A vertical rectangle
hints at reading down or up the picture which can enhance the feeling of the energy of shapes grouped within it.
Likewise a markedly horizontal format
seems to invite reading across the picture as in a panorama, so much so that with very long pieces I’ve often broken such surfaces down into square sections partly to slow up the eye, partly to simplify shapes and allow for variations on a theme from one square to the next.
Then there’s the square format itself. To me equal height and width imply something very resolved and settled, a quality I sometimes use
to suggest contained stresses
, sometimes to underline a feeling of balance
already inherent in the shapes within the picture.
An interesting variation occurs when a square is tilted onto one of its corners.
Now its sides all become 45 degree angles often suggesting heightened tension and giving impact to the forms contained by them, either highlighting their stresses
or livening up more low key elements such as seascape shapes around a horizon line
.
Such up-ended square compositions make a strong visual statement on any wall due to their marked diagonals whilst these diagonal sides also make them look very much at home hanging on a staircase.

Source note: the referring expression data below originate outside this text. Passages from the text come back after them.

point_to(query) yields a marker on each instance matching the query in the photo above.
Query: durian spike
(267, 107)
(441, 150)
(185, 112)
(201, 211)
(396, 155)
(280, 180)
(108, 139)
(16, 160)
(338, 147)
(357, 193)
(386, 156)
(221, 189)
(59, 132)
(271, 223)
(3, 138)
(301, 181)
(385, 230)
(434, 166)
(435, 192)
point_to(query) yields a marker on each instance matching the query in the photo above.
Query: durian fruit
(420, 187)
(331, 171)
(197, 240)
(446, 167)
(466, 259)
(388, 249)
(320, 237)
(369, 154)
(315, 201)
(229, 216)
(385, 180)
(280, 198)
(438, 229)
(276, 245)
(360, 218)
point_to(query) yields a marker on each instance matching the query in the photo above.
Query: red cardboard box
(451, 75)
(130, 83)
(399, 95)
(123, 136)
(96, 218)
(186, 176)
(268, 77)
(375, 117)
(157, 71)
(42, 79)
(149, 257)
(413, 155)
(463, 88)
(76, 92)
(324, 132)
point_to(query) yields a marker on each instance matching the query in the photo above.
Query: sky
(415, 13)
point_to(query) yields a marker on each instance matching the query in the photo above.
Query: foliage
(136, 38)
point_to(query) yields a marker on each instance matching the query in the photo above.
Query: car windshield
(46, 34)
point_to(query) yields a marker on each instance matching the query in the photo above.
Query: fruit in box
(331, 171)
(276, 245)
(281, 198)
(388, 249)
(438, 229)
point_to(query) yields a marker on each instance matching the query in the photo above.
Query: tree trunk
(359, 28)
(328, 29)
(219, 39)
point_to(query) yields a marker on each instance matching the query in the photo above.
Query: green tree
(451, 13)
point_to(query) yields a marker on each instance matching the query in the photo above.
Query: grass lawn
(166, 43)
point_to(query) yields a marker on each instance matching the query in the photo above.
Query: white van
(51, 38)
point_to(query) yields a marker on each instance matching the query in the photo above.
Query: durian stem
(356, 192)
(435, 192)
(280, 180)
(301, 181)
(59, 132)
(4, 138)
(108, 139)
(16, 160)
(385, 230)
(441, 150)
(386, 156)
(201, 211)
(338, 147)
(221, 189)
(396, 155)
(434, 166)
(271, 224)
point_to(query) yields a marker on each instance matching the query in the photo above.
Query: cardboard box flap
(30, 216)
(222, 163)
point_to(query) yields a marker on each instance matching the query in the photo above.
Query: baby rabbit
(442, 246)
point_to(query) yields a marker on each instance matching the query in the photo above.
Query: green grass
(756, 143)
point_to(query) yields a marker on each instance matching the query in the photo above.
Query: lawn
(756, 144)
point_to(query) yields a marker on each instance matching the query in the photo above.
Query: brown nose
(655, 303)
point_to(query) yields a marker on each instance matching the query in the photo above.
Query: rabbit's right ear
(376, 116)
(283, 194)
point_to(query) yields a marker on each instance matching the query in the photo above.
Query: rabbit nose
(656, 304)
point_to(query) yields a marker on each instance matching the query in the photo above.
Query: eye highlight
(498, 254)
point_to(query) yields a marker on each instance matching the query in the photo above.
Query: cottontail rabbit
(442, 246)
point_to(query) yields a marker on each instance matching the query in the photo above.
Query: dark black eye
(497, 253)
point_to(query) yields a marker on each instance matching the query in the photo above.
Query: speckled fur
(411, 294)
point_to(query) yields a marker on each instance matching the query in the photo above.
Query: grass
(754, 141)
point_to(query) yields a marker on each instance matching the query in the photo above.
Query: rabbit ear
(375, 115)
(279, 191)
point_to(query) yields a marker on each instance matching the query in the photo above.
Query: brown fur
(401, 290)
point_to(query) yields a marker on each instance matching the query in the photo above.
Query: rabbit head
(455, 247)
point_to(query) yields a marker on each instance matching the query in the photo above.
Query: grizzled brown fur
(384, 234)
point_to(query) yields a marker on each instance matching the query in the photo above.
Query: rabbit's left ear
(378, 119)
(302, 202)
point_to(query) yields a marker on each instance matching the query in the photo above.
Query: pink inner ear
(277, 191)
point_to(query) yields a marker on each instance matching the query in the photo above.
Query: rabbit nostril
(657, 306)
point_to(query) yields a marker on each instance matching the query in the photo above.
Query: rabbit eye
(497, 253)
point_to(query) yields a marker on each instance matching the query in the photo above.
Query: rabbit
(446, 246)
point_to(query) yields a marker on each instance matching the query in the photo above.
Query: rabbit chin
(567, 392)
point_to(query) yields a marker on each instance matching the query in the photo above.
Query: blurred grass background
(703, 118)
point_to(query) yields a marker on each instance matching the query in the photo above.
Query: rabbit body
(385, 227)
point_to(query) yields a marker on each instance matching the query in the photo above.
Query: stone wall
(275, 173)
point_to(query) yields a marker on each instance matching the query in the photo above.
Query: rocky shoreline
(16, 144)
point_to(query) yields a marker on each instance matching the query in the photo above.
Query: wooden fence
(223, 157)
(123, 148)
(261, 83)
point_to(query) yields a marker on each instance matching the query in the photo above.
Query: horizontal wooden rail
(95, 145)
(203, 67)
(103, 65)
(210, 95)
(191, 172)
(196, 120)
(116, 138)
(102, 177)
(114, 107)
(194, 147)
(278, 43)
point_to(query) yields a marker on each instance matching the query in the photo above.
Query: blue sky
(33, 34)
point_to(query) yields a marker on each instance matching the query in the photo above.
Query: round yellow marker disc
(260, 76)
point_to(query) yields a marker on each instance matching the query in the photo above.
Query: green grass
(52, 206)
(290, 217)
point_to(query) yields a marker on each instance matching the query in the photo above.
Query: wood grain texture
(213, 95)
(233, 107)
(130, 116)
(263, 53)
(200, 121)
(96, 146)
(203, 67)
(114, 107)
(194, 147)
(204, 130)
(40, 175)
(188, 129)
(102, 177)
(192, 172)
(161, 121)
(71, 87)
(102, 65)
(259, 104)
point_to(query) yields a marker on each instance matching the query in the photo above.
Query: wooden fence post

Within any picture format the way that forms pick up on an implied geometry of proportion
is also something that fascinates me and that I often use.
Another quality I like to use is what I think of as the dovetailing
of shapes with other shapes.
To me all such phenomena create visual rhythms which complement the colours and tones I’m using and together with them can give me a sense of the piece having a life of its own, re-presenting something I’ve seen in a way that may refer to a specific place or time but aims at a celebration of it rather than a slavish imitation.